University of Michigan Center for Statistical 
Genetics
Search
 
 

 
 

FUGUE Project Home Page

FUGUE is the program used to construct haplotypes for the chromosome 22 and 19 linkage disequilibrium maps.

FUGUE is currently under development, but it already provides some functionaly not available in other programs. If you decide to use fugue, please e-mail me at goncalo@umich.edu.

Source Distribution

This version is recommended for Unix users with access to the GNU C++ compiler. To install FUGUE, unpack the archive below, type make and follow instructions. Have fun!

    fugue-0.2.3.tar.gz

Example Files

This archive includes example input files only. These files are used in the brief FUGUE tutorial at the bottom of this page.
   fugue-examples.tar.gz

Precompiled Binaries

If you do not have access to a C++ compiler, one of the following precompiled versions may work on your system:

    Linux-fugue.tar.gz      For GNU/LINUX systems
    SunOS-fugue.tar.gz      For Sun Workstations
    Windows-fugue.tar.gz    For Windows Workstations

Brief Fugue Tutorial

This tutorial will give you a feel for how fugue works. To run it, you will need to have FUGUE and a recent version of MERLIN installed.

We will first see how to estimate haplotype frequencies in a sample of families, unrelated individuals or both. This is a two step process, where MERLIN is used to enumerate all possible haplotypes for each founder (assuming no recombination) and FUGUE then uses an E-M algorithm to estimate haplotype frequencies.
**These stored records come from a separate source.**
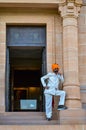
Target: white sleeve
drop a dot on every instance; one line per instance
(43, 80)
(61, 78)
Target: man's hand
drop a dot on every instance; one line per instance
(46, 87)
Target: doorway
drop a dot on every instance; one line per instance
(25, 65)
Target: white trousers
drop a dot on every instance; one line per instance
(48, 101)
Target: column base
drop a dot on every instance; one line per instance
(72, 116)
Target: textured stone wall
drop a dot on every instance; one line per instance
(82, 53)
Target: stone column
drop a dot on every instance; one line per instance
(70, 12)
(2, 65)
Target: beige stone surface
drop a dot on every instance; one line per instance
(61, 127)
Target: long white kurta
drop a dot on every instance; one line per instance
(52, 81)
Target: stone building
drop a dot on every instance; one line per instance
(33, 35)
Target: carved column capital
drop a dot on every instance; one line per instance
(70, 8)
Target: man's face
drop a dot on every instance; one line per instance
(56, 70)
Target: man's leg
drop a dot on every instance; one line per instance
(48, 105)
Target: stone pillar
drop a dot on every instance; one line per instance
(69, 12)
(2, 65)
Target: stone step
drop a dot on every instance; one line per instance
(25, 118)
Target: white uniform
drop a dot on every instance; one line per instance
(52, 81)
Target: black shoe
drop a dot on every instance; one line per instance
(61, 107)
(49, 119)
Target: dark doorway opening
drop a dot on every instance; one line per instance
(26, 89)
(25, 64)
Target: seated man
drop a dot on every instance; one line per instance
(52, 88)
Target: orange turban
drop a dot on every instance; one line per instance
(54, 66)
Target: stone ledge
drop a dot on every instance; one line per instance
(72, 116)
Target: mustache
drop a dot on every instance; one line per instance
(56, 71)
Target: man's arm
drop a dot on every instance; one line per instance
(43, 81)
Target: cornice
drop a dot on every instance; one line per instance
(70, 8)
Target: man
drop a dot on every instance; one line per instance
(51, 83)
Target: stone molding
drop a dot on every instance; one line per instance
(70, 8)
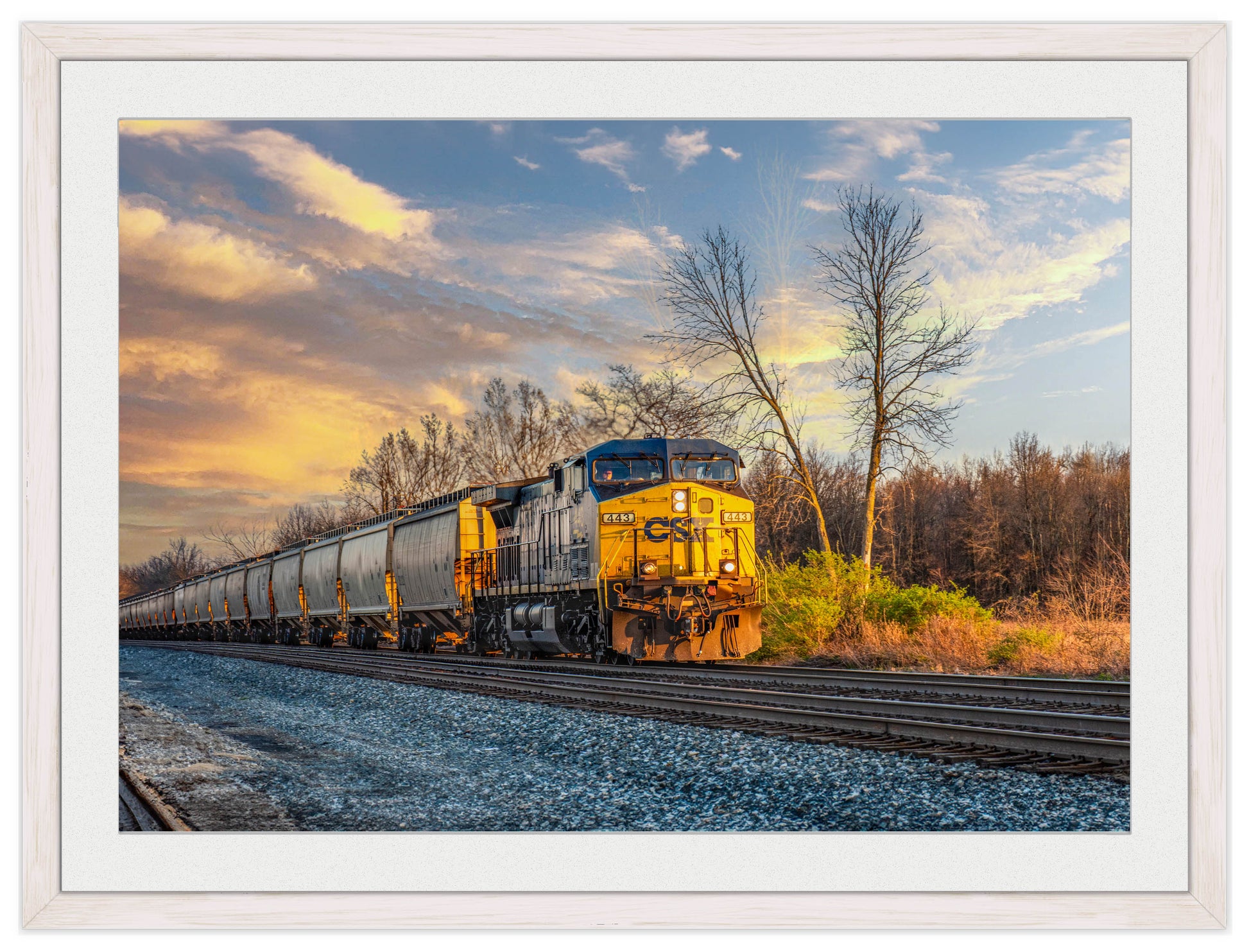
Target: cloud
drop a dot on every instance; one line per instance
(858, 144)
(319, 186)
(202, 260)
(817, 205)
(1051, 394)
(1081, 339)
(924, 168)
(985, 266)
(599, 148)
(685, 148)
(1102, 170)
We will use the three input files family.dat, family.ped and family.map. For a description of input formats, see the MERLIN tutorial. If you examine the input files, you will find out that they include genotypes for 569 individuals in 77 families with between 3 and 4 generations. A total of 10 SNP markers, with average heterozygosity of 48% are listed.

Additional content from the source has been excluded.